Grounded consuming sequences, and the last() function

There’s been a fair bit of recent discussion about the last() function in conjunction with input that is grounded but consuming, and I thought it might be useful to try and summarize. The discussion spans several different bug reports (29120, 29153, 29161) so I thought a little bit of consolidation might be useful.

Our general principle has been that you can do anything you like with a grounded node; in particular, when you use copy-of() or snapshot() to copy a node, you can navigate freely within that copy. Equally, we generally allow you to do anything you like with a sequence of grounded nodes, even if the expression that created this sequence is consuming.

We make no distinction between 

copy-of(/a/b/c)

and

/a/b/c/copy-of()

even though one expression at first sight appears to create a copy of a sequence, and the other to create a sequence of copies. The two expressions produce the same result and have the same streamability rules.

We therefore allow you to do things with such a grounded sequence that might involve putting the whole sequence in memory. For example, you can put such a sequence in a variable:

<xsl:variable name=“v” select=“/a/b/c/copy-of()”/>

or you can use reverse():

for $x in reverse(/a/b/c/copy-of()) …

or you can sort, or you can use last().

In all these cases, if used carelessly, the effect of streaming may be defeated. This means:

(a) the fact that the stylesheet is guaranteed streamable under our rules means there is no guarantee that it will run in finite memory

(b) achieving streamability in practice, particularly with “windowed streaming” coding patterns, puts a burden on the implementor to use pipelined evaluation of grounded sequences wherever possible, for example there is a clear implication that a construct such as

<xsl:for-each select=“/a/b/c/copy-of()”>
  <xsl:value-of select=“price + discount”/>
</xsl:for-each>

should not materialize the entire sequence of c elements in memory, and there is a reasonable expectation that this will also apply to

<xsl:for-each select=“copy-of(/a/b/c)”>
  <xsl:value-of select=“price + discount”/>
</xsl:for-each>

But there is nothing we say in the spec to enforce this; it is a quality of implementation issue.
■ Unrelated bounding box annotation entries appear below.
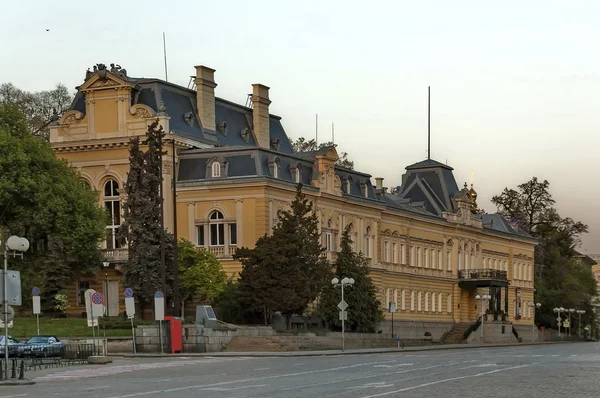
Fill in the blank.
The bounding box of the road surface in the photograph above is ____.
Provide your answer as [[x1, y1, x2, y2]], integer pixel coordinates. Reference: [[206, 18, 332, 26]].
[[0, 343, 600, 398]]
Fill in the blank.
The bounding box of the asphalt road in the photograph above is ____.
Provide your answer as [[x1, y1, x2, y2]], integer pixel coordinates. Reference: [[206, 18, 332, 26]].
[[0, 343, 600, 398]]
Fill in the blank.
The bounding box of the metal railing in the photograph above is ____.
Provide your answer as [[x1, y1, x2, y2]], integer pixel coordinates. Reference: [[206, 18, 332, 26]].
[[458, 269, 508, 281]]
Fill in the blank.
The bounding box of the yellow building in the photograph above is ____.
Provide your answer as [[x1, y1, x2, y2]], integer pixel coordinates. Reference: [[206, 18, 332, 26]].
[[51, 65, 536, 337]]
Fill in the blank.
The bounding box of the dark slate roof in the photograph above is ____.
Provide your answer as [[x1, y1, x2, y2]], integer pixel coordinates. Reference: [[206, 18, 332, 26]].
[[475, 214, 532, 238], [406, 159, 454, 170], [397, 159, 458, 216]]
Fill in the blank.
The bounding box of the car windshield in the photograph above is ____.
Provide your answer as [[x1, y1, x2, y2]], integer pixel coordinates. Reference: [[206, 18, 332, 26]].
[[27, 336, 49, 344]]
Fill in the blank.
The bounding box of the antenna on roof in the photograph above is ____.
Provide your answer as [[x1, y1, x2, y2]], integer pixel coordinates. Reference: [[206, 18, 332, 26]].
[[163, 32, 169, 82], [315, 113, 319, 149], [427, 86, 431, 160]]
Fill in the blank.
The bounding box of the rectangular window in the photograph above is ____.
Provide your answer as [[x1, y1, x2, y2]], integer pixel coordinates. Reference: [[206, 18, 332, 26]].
[[229, 224, 237, 245], [196, 225, 204, 246], [383, 240, 390, 262], [78, 281, 90, 307], [400, 243, 406, 264], [400, 289, 406, 311]]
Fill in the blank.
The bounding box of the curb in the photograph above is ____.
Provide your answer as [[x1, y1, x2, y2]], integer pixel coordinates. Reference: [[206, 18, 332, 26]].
[[111, 341, 585, 358]]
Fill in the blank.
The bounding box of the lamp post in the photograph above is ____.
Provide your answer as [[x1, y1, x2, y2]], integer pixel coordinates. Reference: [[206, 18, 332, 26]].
[[2, 235, 29, 380], [568, 308, 575, 337], [475, 294, 492, 343], [552, 307, 565, 337], [331, 278, 354, 351], [527, 301, 542, 343], [576, 310, 585, 338]]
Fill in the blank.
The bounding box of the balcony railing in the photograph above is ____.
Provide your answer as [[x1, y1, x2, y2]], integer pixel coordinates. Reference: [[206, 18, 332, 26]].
[[458, 269, 508, 281], [102, 247, 129, 263]]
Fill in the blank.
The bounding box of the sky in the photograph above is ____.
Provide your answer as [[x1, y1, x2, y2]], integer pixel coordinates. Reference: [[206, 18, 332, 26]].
[[0, 0, 600, 253]]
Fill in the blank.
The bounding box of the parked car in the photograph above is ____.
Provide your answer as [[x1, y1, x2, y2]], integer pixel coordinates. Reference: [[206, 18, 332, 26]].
[[23, 336, 65, 357], [0, 336, 21, 358]]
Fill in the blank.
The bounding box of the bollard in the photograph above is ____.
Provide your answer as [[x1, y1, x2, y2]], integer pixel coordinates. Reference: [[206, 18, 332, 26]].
[[19, 361, 25, 380]]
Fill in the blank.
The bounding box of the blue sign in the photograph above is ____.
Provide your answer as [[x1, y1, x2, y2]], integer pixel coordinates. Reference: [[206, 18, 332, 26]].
[[92, 292, 104, 304]]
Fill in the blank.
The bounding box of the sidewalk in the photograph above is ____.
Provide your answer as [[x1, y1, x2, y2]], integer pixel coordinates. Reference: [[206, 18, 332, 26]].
[[119, 341, 571, 358]]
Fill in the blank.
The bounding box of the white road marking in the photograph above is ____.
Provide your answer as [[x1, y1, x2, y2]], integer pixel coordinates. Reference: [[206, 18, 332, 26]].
[[103, 361, 398, 398], [203, 384, 268, 391], [362, 362, 537, 398]]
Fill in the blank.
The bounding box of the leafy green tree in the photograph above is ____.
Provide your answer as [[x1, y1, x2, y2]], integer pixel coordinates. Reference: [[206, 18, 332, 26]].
[[120, 121, 174, 307], [234, 184, 330, 327], [492, 177, 596, 326], [289, 137, 354, 170], [317, 228, 383, 333], [0, 83, 73, 139], [177, 239, 227, 317], [0, 103, 106, 314]]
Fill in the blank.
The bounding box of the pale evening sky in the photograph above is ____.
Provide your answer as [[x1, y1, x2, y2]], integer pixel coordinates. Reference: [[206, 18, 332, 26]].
[[0, 0, 600, 253]]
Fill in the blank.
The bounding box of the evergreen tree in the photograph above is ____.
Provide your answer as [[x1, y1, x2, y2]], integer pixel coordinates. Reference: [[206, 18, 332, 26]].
[[120, 121, 174, 306], [317, 228, 383, 333], [234, 184, 330, 327]]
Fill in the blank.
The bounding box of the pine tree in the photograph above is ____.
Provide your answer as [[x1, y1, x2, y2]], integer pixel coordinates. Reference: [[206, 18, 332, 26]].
[[234, 184, 330, 327], [317, 229, 383, 333], [120, 121, 174, 306]]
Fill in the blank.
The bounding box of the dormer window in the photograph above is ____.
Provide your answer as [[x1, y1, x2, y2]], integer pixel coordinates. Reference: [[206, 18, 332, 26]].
[[212, 161, 221, 178]]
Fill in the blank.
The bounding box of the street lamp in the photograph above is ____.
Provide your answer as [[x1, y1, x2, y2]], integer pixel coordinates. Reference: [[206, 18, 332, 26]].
[[331, 278, 354, 351], [568, 308, 575, 337], [475, 294, 492, 343], [527, 301, 542, 343], [2, 235, 29, 380], [552, 307, 565, 337], [575, 310, 585, 338]]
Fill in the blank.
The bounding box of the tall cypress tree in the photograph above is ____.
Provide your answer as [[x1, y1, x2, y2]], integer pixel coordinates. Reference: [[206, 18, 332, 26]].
[[120, 121, 173, 306], [235, 184, 330, 327], [317, 228, 383, 333]]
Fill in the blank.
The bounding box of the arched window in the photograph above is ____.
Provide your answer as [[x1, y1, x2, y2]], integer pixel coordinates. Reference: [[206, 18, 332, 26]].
[[104, 179, 122, 249], [209, 210, 225, 246], [212, 161, 221, 178]]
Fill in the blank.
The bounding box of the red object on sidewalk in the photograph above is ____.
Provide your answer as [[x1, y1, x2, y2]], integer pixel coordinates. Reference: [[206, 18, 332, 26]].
[[165, 316, 183, 354]]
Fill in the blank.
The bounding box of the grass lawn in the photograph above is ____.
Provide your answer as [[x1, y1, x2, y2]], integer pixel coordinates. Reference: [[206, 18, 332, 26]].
[[9, 316, 139, 339]]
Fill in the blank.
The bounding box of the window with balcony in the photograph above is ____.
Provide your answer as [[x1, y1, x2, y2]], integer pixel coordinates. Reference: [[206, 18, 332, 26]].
[[383, 240, 390, 263], [104, 179, 123, 249]]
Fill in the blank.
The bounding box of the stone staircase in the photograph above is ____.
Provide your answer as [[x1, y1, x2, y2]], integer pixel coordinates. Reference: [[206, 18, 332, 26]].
[[223, 336, 295, 352], [441, 322, 471, 344]]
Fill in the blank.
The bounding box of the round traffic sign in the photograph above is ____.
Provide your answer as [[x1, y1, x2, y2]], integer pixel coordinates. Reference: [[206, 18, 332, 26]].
[[92, 292, 104, 304]]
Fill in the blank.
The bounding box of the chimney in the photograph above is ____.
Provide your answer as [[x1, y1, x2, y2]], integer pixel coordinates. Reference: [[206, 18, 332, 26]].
[[252, 84, 271, 149], [194, 65, 217, 131]]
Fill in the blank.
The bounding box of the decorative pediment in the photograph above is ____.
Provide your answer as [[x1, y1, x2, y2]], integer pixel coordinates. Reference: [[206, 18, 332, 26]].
[[58, 110, 85, 125]]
All of this applies to the use of last() as much as to other constructs that prevent pipelined processing of a sequence. The significant difference with last() is that its use may be less obvious than other constructs such as reverse() and sorting. When you do something like xsl:for-each or xsl:apply-templates (without a contained xsl:sort), you appear to be processing the sequence one item at a time, but while you are processing that item, last() gives you the opportunity to reach out beyond that item and do something that requires information about the sequence as a whole. In the case of xsl:apply-templates the use of last() is particularly dangerous because it can’t be statically detected.

My original observation, which started this discussion, was in bug 29120 in relation to the use of last() within xsl:merge. This again is rather insidious because the snapshot operation happens behind the scenes; it’s less obvious that the streamed input sequence has been grounded. Equally, the intent of streamed merging relies entirely on the sequence of grounded nodes (snapshots) not being materialized in memory, but being pipelined so it is processed one node (or one merge-group) at a time. Any use of last() clearly defeats this purpose, and since it can be detected statically (with caveats about dynamic function calls) there seems a strong case for disallowing it.

In bug 29153 comment #1 I proposed the following rule:

<quote>
fn:last() is roaming and free-ranging if its focus-setting container is consuming.
</quote>

On reflection, though, I suspect this doesn’t actually help much. The reason for this is that the rule only comes into play if the streamability analysis gets as far as considering the call on last(), and in many cases, once we are in “grounded territory”, we don’t actually analyse any further.

I think I’m therefore going to suggest closing these three bugs with no action, other than to add advisory text to the spec warning implementors and users of the consequences. This essentially means that last() is allowed in these “dangerous” contexts; implementations may of course produce a warning if they can detect that a call on last() will prevent effective streaming, but they must respect the semantics (running out of memory if necessary). The notes to this effect will appear largely under the sections on streamability of xsl:merge and of last(), perhaps referenced from copy-of() and snapshot().

Michael Kay
Saxonica

Received on Thursday, 1 October 2015 10:01:42 UTC